Richard Edward Lauterbach (June 18, 1914, New York - September 20, 1950, New York) was the Time magazine Moscow bureau chief during World War II.
Lauterbach was born in New York in 1914. He studied China and the Far East under Professor John K. Fairbank (later, an [in]famous "China Hand) at Harvard University.[1]
Lauterbach was among a group of several journalists employed by Time magazine including John Scott that demanded publisher Henry Luce fire Whittaker Chambers as head of the foreign news department because of Chambers views toward Stalinism and Soviet Communism. Lauterbach was Time's Moscow bureau correspondent.[2] According to Jack Soble, Lauterbach threatened to resign rather than write articles critical of the Soviet Union. Soble recommended Lauterbach for recruitment to the KGB.
In January 1944, Lauterbach was part of the delegation of Western correspondents who visited the graves in Katyn forest at the invitation of the Soviets. He believed the Soviet version that the Germans were the perpetrators.[3] Lauterbach was one of the first American journalists to write about the liberation of Nazi concentration camps. After visiting the Majdanek camp near Lublin in 1944, Lauterbach described how the impact of the "full emotional shock came at a giant warehouse chock-full of people's shoes, more than 800,000 of all sizes, shapes, colors, and styles.... In some places the shoes had burst out of the building like corn from a crib. It was monstrous. There is something about an old shoe as personal as a snapshot or a letter. I looked at them and saw their owners: skinny kids in soft, white, worn slippers; thin ladies in black highlaced shoes; sturdy soldiers in brown military shoes..."[4]
Lauterbach, then "associate editor of LIFE," wrote a January 1, 1945, Life magazine article marking Stalin's birthday, entitled "Stalin at 65."[5] Lauterbach wrote that Stalin was driven to "push through collectivization of farms at any cost, to build up the morale, to promote the Stakhanovite speed-up movement, to make peace with Hitler for enough time to plan and build for the war he knew was coming...." He quotes Stalin: "Those who think I would ever embark on the adventurous path of conquest blatantly underestimate my sense of realities." He closes by saying that Stalin had made his greatest contribution "to the workers of the world by establishing socialism in one country, by raising the economic level of the masses in Russia to new highs by setting up the Soviet Union as the shining example".

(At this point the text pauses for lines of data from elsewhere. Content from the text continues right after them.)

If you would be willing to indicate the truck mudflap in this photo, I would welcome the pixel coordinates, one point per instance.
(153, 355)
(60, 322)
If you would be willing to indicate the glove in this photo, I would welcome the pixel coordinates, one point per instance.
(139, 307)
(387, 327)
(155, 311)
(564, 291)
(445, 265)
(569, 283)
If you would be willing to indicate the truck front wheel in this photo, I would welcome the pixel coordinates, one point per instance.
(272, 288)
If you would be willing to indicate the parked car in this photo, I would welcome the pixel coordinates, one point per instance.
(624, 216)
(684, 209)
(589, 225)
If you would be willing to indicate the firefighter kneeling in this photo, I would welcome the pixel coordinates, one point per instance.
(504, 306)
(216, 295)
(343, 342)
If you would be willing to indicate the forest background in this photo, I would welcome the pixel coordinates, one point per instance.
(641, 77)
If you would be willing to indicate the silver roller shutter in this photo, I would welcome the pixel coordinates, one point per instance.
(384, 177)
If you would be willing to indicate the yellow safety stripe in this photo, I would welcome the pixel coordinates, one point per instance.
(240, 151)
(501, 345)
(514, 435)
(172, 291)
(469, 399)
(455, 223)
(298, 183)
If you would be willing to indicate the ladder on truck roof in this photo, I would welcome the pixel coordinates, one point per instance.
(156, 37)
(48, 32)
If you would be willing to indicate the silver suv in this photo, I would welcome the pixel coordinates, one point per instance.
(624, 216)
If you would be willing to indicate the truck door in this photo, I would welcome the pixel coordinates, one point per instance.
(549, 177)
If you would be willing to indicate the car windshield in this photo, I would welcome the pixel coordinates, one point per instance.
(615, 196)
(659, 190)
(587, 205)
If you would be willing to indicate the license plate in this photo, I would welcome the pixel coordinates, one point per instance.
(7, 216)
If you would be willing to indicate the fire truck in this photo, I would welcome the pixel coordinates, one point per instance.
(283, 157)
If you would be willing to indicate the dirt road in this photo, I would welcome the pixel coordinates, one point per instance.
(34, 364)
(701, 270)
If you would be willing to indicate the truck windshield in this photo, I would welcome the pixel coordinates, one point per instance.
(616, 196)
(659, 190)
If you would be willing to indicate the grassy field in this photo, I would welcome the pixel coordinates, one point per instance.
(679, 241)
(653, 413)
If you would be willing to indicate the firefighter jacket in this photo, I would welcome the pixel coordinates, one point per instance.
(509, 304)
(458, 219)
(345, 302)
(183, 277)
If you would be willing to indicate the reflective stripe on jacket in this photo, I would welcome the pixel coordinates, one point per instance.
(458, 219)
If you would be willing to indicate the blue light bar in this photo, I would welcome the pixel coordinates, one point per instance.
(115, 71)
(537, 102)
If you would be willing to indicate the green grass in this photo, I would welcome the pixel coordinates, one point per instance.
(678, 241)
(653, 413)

After World War II, Lauterbach was a Nieman Fellow in 1947 at Harvard's Nieman Foundation for Journalism and wrote his book Danger from the East while there.[1] The book received a favorable review in the Nieman Reports: "Lauterbach's is the first good account written about the Japanese occupation," thought the review did caution, "One does not have to agree with everything Lauterbach says to recommend his book as one of the best on the Far East."[1]
Lauterbach died of polio in New York in 1950, aged just 36.[6]
The Richard E. Lauterbach Award for Distinguished Service in the Field of Civil Liberties has been established by the Authors Guild of the Authors League of America.